Du hast es anfangs angesprochen, dass es auch anstrengend sein könne, Kinder zu betreuen. Könntest Du Dir dennoch vorstellen, einmal als Trainer Kinder im Verein zu betreuen? Später vielleicht mal?
Ingo Schultz:
Nein, das ist noch zu weit weg, muss ich ganz ehrlich sagen. Ich bin jemand, der eher zur Erwachsenenbildung hin tendiert. Auch als Soldat, als Offizier, hat man ja auch Erwachsene, die man ausbildet. Das macht mir sehr viel Spaß; Menschenführung allgemein.
Was sind Deine Ziele in 2002?
Ingo Schultz:
Die EM in München ist ja der große Höhepunkt in diesem Jahr. Ich bin EM-Botschafter und die Ziele sind hoch gesteckt. Zum einen von mir, zum anderen von der Öffentlichkeit. Ganz klar: ich möchte eine Medaille!
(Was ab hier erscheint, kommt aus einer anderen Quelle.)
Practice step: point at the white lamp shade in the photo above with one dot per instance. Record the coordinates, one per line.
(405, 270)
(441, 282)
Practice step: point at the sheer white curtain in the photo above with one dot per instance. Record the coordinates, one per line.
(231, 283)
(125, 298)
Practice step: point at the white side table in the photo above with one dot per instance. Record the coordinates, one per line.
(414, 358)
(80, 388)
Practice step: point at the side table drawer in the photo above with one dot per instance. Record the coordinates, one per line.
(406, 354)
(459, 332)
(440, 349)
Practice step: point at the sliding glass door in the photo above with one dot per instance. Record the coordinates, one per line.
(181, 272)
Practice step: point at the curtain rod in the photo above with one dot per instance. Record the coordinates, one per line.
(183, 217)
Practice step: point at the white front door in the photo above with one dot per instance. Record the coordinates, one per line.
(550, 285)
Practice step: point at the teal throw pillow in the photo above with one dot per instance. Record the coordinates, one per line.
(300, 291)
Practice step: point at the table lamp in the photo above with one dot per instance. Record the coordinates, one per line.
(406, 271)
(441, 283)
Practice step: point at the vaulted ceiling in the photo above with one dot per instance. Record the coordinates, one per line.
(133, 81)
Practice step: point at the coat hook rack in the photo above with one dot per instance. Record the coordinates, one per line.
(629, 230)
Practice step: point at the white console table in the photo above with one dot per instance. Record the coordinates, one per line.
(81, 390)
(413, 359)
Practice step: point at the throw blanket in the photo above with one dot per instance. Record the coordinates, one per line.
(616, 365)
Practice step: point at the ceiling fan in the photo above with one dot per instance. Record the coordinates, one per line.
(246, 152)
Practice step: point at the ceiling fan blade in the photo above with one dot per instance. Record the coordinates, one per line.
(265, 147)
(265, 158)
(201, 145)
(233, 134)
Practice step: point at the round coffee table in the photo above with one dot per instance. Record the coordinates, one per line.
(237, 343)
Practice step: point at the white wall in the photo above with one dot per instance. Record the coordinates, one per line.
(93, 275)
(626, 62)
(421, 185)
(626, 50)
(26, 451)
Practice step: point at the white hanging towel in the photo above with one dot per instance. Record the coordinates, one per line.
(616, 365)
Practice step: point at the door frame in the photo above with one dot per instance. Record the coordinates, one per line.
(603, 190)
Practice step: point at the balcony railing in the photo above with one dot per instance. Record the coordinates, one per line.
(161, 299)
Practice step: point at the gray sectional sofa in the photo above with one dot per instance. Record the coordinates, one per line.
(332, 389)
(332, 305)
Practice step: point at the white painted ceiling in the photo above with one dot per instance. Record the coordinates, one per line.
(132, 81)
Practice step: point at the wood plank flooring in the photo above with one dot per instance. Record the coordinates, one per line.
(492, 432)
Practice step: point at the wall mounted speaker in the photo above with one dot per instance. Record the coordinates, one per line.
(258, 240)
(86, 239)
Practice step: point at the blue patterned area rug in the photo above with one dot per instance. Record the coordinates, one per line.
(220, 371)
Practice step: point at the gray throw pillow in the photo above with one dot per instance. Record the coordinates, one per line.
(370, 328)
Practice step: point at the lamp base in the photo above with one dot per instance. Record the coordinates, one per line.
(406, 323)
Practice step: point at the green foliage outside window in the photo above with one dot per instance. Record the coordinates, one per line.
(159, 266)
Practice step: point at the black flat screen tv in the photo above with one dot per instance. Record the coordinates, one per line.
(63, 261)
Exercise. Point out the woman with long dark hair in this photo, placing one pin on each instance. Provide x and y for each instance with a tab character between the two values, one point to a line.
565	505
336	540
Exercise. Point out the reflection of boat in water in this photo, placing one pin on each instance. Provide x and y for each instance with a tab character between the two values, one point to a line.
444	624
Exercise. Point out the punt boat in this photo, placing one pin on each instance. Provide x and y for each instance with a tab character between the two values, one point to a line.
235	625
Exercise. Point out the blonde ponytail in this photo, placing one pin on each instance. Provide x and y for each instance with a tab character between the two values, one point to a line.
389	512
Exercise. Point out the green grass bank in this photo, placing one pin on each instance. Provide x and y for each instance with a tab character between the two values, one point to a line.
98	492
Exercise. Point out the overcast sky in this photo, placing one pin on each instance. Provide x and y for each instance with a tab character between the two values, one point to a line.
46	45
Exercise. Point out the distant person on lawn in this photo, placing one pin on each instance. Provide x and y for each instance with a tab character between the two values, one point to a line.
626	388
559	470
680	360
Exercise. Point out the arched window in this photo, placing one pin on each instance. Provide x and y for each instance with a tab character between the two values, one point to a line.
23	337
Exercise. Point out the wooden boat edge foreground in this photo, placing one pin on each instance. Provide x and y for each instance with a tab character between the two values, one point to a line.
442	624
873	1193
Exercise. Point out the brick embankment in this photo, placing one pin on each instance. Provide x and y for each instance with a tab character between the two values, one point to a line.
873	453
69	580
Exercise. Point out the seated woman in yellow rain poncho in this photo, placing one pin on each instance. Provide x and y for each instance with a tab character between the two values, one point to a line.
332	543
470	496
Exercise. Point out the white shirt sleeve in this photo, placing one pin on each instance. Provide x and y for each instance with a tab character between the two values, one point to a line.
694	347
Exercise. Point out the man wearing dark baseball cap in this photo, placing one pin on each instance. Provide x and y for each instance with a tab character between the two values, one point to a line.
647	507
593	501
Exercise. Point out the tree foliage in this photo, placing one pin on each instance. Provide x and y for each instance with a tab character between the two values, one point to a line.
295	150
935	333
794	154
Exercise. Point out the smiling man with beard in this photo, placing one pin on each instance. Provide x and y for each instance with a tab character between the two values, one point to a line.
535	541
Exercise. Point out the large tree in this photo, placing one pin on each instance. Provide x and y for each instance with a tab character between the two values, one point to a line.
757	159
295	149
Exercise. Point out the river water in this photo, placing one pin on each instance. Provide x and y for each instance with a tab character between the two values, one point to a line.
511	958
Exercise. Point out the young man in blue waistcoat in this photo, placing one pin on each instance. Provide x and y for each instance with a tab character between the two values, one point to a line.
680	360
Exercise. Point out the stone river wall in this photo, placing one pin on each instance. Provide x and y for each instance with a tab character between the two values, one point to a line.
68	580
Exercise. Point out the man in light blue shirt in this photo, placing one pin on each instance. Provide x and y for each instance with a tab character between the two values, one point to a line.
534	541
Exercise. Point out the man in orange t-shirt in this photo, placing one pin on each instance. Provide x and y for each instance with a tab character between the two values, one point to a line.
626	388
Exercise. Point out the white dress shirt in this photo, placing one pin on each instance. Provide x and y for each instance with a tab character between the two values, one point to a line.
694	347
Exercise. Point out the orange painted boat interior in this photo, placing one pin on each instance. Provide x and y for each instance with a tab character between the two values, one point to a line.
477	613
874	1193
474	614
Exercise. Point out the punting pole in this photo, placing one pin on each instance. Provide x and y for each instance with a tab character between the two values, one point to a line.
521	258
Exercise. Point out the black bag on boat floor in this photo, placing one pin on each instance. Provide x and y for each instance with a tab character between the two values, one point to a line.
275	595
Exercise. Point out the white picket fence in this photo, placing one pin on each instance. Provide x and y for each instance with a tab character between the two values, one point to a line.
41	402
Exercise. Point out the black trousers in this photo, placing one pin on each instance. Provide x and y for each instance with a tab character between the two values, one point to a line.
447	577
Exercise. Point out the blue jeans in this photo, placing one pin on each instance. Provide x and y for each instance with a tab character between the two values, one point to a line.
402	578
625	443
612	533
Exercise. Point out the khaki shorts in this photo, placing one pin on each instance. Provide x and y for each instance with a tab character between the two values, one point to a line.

"Will in München gewinnen"
Aber Du möchtest nicht in die Offensive gehen und sagen: "I go for gold"?
Ingo Schultz:
Ich will natürlich gewinnen. Das ist keine Frage. Das wollen ja alle, die teilnehmen. Und ich weiß auch, dass es schwierig ist. Es kann nur einen geben, der gewinnt. Es kann immer einen geben, so wie ich letztes Jahr, der wie ein Phoenix aus der Asche kommt. Vieles ist da möglich. Es kommt auf die Umstände an. Mit einer Medaille wäre ich sehr zufrieden. Es muss nicht unbedingt Gold sein, aber schön wär's natürlich.
Ingo, wir danken Dir für dieses Gespräch und wünschen Dir viel Erfolg auf Deinen Weg zur EM 2002!